Sex-charge teacher loses prison release bid
ACCUSED paedophile school principal Malka Leifer has lost her bid for prison release, with a judge refusing her request to be transferred into house arrest.
Leifer made an unsuccessful bid for bail tonight in Jerusalem, as a police investigation continued into whether a senior politician corruptly used his position to ensure she was not extradited to Australia.
She is being held in the Neve Tirtza women's prison in Ramla, central Israel, while her lawyers appeal a ruling that she is well enough to face extradition proceedings.
Australia is seeking to have the former principal of the ultra-Orthodox Adass Israel School in Elsternwick, Melbourne, returned to face 74 charges of sexually abusing her former students.
Leifer is resisting the extradition bid, and has successfully argued for five years that she is too mentally unwell to face extradition proceedings.
She was rearrested in the ultra-Orthodox community of Emmanuel in the West Bank last year and charged with faking the mental illness, after an undercover investigation by an activist group and police found evidence of her living a normal life, shopping and catching the bus.
She had claimed she was housebound and virtually non-communicative.
The case has been bogged down for years in the court - tonight was the 46th time the case was listed.
Now, police have revealed they are investigating Deputy Health Minister Yaakov Litzman over
allegations he corruptly used his position to stymie Australia's extradition bid against Leifer.
According to the Times of Israel newspaper, Leifer once taught at a school in Israel affiliated with the Gur Hasidic sect, of which Mr Litzman is a member.
He met with Jerusalem's chief district psychiatrist, Jacob Charnes, who is a key witness in the Leifer case.
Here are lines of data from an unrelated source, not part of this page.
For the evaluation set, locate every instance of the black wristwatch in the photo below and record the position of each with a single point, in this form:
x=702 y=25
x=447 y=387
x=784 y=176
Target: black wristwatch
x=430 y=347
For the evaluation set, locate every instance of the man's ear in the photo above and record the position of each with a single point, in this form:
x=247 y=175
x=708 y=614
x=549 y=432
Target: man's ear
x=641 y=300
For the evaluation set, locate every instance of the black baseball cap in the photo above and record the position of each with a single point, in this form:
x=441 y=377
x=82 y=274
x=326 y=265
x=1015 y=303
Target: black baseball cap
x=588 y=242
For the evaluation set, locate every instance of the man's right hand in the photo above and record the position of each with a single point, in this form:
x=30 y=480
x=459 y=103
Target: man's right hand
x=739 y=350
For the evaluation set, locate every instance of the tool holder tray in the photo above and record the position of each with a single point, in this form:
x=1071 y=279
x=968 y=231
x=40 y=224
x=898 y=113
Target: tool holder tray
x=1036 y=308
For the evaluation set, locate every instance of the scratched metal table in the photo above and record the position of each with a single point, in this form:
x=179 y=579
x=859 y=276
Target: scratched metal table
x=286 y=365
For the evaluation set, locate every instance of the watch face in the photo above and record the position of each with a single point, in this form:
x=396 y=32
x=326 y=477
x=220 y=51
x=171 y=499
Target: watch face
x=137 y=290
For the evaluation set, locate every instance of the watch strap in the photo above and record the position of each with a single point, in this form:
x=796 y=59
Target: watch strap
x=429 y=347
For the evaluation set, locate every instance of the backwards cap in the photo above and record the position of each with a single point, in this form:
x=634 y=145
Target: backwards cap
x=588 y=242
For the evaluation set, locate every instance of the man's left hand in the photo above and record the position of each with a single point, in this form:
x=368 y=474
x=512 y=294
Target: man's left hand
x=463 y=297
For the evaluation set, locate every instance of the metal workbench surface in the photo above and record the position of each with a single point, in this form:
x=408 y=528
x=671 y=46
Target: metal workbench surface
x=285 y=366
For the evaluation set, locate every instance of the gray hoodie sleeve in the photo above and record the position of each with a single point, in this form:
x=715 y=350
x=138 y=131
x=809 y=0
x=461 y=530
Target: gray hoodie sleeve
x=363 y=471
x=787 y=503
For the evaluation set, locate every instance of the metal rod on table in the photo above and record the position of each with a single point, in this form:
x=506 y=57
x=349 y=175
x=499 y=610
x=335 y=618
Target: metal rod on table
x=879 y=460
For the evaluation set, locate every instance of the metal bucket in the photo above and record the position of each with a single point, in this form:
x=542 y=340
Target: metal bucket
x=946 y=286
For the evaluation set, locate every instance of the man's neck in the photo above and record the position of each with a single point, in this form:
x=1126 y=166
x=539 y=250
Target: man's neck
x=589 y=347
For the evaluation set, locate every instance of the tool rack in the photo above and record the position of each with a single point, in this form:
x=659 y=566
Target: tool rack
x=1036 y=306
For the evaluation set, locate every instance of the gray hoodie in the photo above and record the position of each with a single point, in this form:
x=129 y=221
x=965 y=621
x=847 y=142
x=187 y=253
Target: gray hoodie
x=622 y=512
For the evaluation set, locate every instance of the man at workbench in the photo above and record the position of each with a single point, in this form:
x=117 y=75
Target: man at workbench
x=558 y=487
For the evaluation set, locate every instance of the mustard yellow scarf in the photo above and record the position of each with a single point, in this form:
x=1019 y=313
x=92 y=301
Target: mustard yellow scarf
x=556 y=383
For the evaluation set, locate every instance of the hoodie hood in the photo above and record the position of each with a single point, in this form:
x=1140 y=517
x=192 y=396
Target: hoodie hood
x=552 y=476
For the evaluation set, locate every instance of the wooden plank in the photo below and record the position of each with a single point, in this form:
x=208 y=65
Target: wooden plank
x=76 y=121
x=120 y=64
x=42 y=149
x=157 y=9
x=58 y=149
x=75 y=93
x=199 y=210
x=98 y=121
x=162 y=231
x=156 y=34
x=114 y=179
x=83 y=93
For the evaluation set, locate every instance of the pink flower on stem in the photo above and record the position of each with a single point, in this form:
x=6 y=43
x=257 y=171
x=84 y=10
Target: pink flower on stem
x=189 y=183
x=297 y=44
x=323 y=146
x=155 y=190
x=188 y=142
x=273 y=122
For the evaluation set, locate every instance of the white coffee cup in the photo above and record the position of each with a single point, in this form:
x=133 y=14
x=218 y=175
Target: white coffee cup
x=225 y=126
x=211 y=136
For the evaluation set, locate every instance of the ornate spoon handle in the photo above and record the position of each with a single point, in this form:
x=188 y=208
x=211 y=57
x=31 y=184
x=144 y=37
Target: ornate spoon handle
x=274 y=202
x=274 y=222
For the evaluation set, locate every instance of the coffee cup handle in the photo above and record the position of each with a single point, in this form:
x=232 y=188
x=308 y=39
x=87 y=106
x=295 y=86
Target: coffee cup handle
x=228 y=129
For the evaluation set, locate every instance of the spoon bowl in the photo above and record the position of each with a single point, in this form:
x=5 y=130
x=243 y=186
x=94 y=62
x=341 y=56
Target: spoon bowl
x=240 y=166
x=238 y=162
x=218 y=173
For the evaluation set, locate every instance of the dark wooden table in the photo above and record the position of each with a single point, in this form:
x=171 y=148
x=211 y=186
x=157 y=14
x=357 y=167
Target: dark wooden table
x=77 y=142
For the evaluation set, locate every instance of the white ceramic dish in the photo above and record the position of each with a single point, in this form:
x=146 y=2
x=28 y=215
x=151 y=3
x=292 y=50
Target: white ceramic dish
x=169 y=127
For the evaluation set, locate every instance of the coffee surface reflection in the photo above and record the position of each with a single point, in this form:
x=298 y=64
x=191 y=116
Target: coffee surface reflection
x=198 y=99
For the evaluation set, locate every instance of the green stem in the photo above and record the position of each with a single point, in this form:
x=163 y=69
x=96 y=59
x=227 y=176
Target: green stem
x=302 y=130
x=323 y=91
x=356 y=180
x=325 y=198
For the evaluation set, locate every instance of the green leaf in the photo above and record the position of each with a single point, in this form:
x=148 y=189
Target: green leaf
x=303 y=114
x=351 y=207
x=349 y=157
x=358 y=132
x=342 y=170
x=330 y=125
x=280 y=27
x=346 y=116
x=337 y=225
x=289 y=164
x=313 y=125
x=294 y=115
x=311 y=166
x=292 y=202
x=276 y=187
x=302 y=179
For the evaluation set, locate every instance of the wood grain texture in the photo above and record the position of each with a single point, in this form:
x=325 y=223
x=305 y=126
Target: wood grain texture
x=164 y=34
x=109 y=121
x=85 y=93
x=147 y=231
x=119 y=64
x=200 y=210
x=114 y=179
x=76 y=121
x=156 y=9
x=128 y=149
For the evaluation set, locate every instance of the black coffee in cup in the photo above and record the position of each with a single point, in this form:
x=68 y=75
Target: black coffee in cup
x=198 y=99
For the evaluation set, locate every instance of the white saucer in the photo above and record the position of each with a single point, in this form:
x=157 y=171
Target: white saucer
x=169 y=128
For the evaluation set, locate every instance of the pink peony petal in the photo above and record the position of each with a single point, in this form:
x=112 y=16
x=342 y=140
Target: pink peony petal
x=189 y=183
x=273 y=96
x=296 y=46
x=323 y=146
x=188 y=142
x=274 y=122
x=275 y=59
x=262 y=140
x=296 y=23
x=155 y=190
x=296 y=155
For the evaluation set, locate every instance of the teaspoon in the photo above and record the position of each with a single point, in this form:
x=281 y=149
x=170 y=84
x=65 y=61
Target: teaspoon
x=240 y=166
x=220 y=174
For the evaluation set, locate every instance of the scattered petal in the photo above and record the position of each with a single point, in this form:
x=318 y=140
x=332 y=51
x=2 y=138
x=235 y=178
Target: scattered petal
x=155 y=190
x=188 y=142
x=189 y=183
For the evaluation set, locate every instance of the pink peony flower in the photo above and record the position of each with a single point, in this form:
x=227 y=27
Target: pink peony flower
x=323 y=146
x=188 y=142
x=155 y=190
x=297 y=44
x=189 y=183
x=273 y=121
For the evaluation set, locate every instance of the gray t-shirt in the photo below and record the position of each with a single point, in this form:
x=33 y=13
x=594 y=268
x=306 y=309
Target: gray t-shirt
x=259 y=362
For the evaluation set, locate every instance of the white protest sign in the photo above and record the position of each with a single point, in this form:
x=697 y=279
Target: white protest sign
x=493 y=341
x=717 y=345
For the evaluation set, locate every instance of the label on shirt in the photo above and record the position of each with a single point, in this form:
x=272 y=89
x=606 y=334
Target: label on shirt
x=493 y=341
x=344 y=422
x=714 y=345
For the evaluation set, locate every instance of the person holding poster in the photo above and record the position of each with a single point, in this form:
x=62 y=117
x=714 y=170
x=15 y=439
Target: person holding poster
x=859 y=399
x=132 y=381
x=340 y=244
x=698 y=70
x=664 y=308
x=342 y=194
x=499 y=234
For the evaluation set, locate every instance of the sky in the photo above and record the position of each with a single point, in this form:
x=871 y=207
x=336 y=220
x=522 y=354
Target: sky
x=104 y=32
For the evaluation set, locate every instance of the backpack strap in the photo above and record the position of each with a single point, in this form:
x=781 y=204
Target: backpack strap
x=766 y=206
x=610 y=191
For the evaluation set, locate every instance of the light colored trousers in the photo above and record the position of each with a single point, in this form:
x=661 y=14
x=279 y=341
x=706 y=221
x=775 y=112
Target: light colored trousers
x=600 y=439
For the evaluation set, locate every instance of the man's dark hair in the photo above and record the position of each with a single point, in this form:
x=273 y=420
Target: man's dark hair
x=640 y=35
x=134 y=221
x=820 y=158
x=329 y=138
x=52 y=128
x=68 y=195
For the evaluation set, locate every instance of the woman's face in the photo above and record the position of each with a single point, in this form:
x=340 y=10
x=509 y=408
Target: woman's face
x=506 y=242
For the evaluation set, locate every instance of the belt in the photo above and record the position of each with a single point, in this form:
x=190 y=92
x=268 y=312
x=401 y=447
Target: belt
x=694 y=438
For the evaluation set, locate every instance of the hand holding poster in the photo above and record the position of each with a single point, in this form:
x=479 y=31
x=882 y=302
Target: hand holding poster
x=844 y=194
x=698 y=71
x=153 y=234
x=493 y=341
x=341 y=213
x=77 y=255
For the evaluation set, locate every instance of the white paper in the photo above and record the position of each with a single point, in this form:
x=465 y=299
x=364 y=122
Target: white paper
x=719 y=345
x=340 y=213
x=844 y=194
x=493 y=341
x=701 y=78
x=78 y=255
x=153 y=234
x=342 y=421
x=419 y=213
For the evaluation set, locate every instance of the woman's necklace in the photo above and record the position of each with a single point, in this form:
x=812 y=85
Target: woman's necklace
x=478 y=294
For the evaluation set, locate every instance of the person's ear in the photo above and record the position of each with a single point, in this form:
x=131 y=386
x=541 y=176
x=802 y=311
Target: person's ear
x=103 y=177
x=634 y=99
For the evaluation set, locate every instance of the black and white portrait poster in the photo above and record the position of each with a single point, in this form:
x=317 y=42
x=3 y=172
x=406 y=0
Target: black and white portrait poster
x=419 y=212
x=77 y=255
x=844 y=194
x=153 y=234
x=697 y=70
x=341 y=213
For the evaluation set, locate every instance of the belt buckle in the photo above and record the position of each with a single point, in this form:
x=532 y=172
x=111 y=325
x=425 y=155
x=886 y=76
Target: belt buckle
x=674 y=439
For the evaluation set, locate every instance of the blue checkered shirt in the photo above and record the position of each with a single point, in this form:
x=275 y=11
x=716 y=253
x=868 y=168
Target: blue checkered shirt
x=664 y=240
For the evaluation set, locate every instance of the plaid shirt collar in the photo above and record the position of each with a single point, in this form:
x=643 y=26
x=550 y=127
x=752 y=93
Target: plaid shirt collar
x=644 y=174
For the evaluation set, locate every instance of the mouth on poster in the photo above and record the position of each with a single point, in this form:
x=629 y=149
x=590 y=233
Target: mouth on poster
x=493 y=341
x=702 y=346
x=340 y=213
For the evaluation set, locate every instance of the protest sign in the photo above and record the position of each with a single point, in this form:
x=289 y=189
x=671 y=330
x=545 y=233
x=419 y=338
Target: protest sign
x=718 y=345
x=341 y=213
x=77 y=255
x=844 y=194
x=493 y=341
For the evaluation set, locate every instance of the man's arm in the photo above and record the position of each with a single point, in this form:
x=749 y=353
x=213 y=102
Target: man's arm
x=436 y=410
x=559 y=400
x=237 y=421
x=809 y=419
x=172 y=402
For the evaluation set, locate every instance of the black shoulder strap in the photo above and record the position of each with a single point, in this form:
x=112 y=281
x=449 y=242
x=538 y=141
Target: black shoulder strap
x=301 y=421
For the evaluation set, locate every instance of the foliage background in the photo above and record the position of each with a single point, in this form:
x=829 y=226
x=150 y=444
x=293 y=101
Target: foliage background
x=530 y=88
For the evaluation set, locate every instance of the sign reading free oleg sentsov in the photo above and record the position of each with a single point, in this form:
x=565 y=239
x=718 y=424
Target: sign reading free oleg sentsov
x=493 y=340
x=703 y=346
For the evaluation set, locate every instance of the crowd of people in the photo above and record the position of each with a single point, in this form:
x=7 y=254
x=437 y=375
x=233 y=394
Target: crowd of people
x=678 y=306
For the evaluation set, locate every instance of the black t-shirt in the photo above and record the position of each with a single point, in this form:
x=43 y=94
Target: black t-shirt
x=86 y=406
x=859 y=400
Multiple media outlets in Israel are alleging Mr Litzman sought to pressure Dr Charnes into issuing a false statement.
Mr Litzman heads the ultra-Orthodox United Torah Judaism party and as deputy health minister is Mr Charnes' boss.
After Leifer was arrested in 2014, Mr Charnes twice deemed her too mentally unwell to face
extradition proceedings and she was set free.
Following her rearrest a year ago after the undercover investigation, Mr Charnes reversed his
position and agreed she could face the extradition proceedings, but backflipped against last month and reverted to his previous position - that she was too unwell to be sent to Australia.
Mr Litzman does not deny he met with Mr Charnes but has said he did not intervene in the process, and has done nothing wrong. He has said he told those involved to act only within the law.
He was interviewed by police last Thursday, as were a number of people in his office.
A Justice Ministry official told The Times of Israel that police have recordings of Mr Litzman and his associates pressuring ministry officials to act on Leifer's behalf.
The Zionist Federation of Australia spoken out in support of the three sisters who are the alleged victims of Leifer - Dassi Erlich, Nicole Meyer and Elly Sapper.
President of the Federation Jeremy Leibler said: "The Australian Jewish community stands firmly with Dassi Erlich and her sisters in their Bring Leifer Back campaign.
"Leifer's extradition had been a frustratingly drawn out process which has inflicted further pain and suffering on her victims,'' he said.
"Their suffering has undoubtedly been compounded by this most recent allegation.
"We reiterate our call for Leifer to be extradited as soon as possible to face justice in Australian courts and we expect the Israeli government to investigate the allegations of corruption against Yaakov Litzman.''
Mr Leibler said if the allegations against Mr Litzman were proven, he should apologise, and resign as deputy minister.
Leifer is currently appealing the latest court ruling that she is capable of facing extradition
proceedings, and has two further court dates this month.